110 y 154.1 CCv. Así lo hemos declarado en SAP Bizkaia, Secc. 4ª, 184/2017, de 10 de marzo, rec. 742/2016, 633/2017, de 13 octubre, rec. 429/20917, 267/2018, de 20 abril, rec. 829/2017, entre otras muchas, igual que la STS 55/2015, de 12 febrero, rec.

2899/2013, por lo que debe ser acogida en parte la pretensión y reducir a 75 euros mensuales la pensión para cada una de las hijas”, estimando el recurso de apelación que dio lugar al procedimiento en cuestión.

El Consejo General del Poder Judicial, por su parte, ha elaborado una serie de tablas que, atendidas las circunstancias del caso, permiten determinar las cuantías recomendadas a la hora de fijar la pensión de alimentos.

La última actualización de las tablas prevé, como pensión mensual cuando exista un hijo dependiente, la cuantía mínima de 163 euros, presuponiendo que el progenitor custodio no tiene ingresos y que el progenitor no custodio dispone de 700 euros mensuales.

Una mayor renta del progenitor custodio reducirá el importe de la pensión, mientras que una mejor situación económica del progenitor no custodio la aumentará.

En los supuestos de custodia compartida, el Consejo General del Poder Judicial señala que corresponderá a ambos progenitores el pago de la pensión de alimentos, en proporción a sus ingresos y teniendo en cuenta el tiempo que cada uno de ellos disfruta del hijo en cuestión, atendiendo siempre a un criterio de proporcionalidad.

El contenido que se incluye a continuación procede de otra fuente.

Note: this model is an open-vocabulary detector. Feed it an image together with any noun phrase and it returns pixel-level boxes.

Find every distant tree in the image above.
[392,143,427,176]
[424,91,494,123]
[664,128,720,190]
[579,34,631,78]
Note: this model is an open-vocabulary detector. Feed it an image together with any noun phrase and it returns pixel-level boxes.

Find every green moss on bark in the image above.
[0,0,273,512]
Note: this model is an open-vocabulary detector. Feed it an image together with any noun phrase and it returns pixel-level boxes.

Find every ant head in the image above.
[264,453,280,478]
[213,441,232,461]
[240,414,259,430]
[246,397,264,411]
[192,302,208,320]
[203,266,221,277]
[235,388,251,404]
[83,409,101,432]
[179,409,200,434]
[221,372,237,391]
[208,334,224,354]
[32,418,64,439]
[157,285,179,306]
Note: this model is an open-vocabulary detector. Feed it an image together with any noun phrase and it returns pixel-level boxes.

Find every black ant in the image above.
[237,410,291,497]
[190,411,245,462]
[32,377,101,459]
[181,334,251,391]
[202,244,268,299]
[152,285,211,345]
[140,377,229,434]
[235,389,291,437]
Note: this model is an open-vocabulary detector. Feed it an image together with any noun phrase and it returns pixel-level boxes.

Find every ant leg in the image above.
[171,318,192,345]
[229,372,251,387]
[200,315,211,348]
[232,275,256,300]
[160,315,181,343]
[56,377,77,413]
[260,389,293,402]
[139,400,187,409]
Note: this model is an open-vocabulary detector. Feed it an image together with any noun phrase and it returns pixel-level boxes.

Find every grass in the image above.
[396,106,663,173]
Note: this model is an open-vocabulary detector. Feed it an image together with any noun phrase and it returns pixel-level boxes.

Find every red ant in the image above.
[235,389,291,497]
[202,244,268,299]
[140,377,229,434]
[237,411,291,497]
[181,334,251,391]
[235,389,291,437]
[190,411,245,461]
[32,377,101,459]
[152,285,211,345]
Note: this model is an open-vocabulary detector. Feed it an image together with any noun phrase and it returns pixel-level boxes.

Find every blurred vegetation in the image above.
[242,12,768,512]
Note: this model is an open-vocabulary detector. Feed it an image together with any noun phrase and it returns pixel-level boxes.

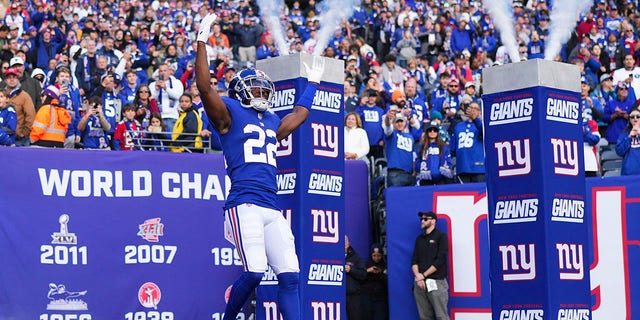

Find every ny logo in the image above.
[498,243,536,281]
[311,123,339,158]
[280,209,292,228]
[262,301,282,320]
[311,301,341,320]
[556,243,584,280]
[551,138,579,176]
[276,134,293,157]
[493,139,531,177]
[311,209,340,243]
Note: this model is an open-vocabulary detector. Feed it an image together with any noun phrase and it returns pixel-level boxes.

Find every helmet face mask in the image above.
[229,69,275,112]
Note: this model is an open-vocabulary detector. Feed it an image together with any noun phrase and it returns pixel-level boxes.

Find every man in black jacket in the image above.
[411,211,449,320]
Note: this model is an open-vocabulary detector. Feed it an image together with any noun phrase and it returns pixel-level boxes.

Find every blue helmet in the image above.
[228,68,275,112]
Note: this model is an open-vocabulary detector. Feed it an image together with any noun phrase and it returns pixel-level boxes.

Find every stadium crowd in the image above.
[0,0,640,175]
[0,0,640,319]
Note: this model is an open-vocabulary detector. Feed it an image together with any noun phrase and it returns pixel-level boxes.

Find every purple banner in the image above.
[0,148,368,320]
[256,71,345,320]
[483,87,590,320]
[386,177,640,320]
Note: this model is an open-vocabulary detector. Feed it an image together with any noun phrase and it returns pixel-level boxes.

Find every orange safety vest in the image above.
[29,100,71,143]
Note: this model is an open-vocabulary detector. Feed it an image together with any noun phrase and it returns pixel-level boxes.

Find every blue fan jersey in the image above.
[220,97,280,210]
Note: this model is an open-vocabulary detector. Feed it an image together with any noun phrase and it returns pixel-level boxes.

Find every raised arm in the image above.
[196,14,231,134]
[276,56,324,141]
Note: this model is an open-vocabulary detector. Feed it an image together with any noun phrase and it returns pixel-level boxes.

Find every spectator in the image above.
[527,31,544,60]
[171,93,202,152]
[431,78,462,132]
[613,54,640,101]
[591,73,616,108]
[344,112,369,164]
[396,30,418,68]
[35,25,66,69]
[4,2,27,34]
[356,90,384,159]
[451,12,476,54]
[78,96,115,150]
[4,68,36,147]
[616,108,640,176]
[9,57,42,111]
[344,236,367,320]
[29,85,72,148]
[380,54,404,91]
[429,72,451,110]
[580,77,611,127]
[54,65,82,149]
[74,39,103,97]
[344,79,359,113]
[120,69,141,103]
[93,72,124,137]
[256,34,280,60]
[477,25,498,52]
[133,84,160,130]
[234,17,262,63]
[404,78,429,124]
[404,58,428,91]
[362,243,389,320]
[0,89,18,146]
[603,32,626,70]
[591,44,611,76]
[582,105,600,177]
[414,124,453,186]
[451,53,473,88]
[604,82,635,144]
[451,102,485,183]
[411,211,449,320]
[382,109,420,186]
[143,112,171,151]
[149,64,184,129]
[113,103,142,151]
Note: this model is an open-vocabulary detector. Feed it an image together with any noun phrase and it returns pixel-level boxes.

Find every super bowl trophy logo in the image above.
[51,214,78,244]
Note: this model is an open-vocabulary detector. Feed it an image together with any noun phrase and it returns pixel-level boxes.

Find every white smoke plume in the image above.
[313,0,361,55]
[544,0,593,60]
[484,0,520,62]
[258,0,289,56]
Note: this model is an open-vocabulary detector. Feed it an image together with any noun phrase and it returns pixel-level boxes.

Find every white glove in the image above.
[418,170,431,180]
[196,13,218,43]
[440,167,453,179]
[302,56,324,83]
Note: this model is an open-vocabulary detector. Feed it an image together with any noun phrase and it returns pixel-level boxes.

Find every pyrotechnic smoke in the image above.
[544,0,593,60]
[313,0,360,55]
[484,0,520,62]
[258,0,289,56]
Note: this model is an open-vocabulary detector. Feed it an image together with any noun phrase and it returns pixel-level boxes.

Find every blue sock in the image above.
[224,272,262,320]
[278,272,300,320]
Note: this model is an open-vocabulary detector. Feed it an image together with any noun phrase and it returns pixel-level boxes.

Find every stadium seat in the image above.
[600,150,622,163]
[602,159,622,171]
[603,169,620,177]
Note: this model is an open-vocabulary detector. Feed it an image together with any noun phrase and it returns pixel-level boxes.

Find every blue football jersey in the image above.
[220,97,280,210]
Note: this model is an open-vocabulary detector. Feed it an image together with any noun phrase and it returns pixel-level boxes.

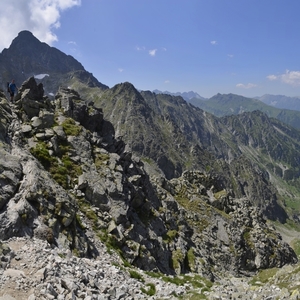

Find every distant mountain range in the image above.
[255,94,300,111]
[0,31,300,290]
[153,90,207,101]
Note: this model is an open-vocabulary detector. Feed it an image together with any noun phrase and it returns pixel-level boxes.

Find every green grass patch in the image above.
[141,283,156,296]
[249,268,278,286]
[128,270,145,282]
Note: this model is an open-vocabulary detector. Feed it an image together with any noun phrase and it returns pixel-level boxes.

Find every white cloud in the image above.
[236,83,257,89]
[267,75,278,81]
[149,49,157,56]
[267,70,300,86]
[0,0,81,51]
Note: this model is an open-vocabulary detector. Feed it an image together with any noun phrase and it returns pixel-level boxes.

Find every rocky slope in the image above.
[0,78,297,299]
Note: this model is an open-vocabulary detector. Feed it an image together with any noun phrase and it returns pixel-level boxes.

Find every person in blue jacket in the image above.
[9,79,18,102]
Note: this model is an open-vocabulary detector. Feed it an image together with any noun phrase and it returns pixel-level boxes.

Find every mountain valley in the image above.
[0,31,300,300]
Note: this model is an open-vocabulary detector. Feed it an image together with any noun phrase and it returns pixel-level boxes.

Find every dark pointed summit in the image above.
[1,31,84,75]
[0,30,106,94]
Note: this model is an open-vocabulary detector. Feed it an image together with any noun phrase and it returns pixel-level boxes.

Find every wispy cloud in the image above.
[0,0,81,51]
[267,70,300,86]
[149,49,157,56]
[236,83,257,89]
[135,46,146,51]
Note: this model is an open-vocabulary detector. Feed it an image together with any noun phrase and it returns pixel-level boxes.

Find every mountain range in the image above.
[0,31,300,297]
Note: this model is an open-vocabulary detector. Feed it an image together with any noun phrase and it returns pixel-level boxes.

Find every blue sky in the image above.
[0,0,300,97]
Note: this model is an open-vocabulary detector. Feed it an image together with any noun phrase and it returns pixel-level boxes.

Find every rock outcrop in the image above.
[0,78,297,299]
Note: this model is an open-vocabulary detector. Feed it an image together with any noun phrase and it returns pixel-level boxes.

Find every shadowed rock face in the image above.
[0,78,297,280]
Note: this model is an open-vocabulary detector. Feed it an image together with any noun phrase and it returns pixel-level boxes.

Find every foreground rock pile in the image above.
[0,78,297,300]
[0,238,300,300]
[0,238,186,300]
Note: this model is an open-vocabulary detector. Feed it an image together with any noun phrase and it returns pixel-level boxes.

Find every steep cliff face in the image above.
[0,78,297,279]
[0,30,108,94]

¿Cómo se actualiza una pensión de alimentos?

Tal y como se ha señalado antes, el art. 90 del Código Civil exige que el convenio regulador recoja los alimentos debidos, así como sus bases de actualización y garantías en su caso.

La actualización de la pensión de alimentos suele realizarse con arreglo al Índice de Precios al Consumidor.

En el año 2022, el IPC ha resultado positivo, en concreto, del 5’5%, lo que supondrá un incremento de las pensiones de alimentos en dicha cuantía que habrá de hacerse efectivo, con carácter general, desde el 1 de enero de este año.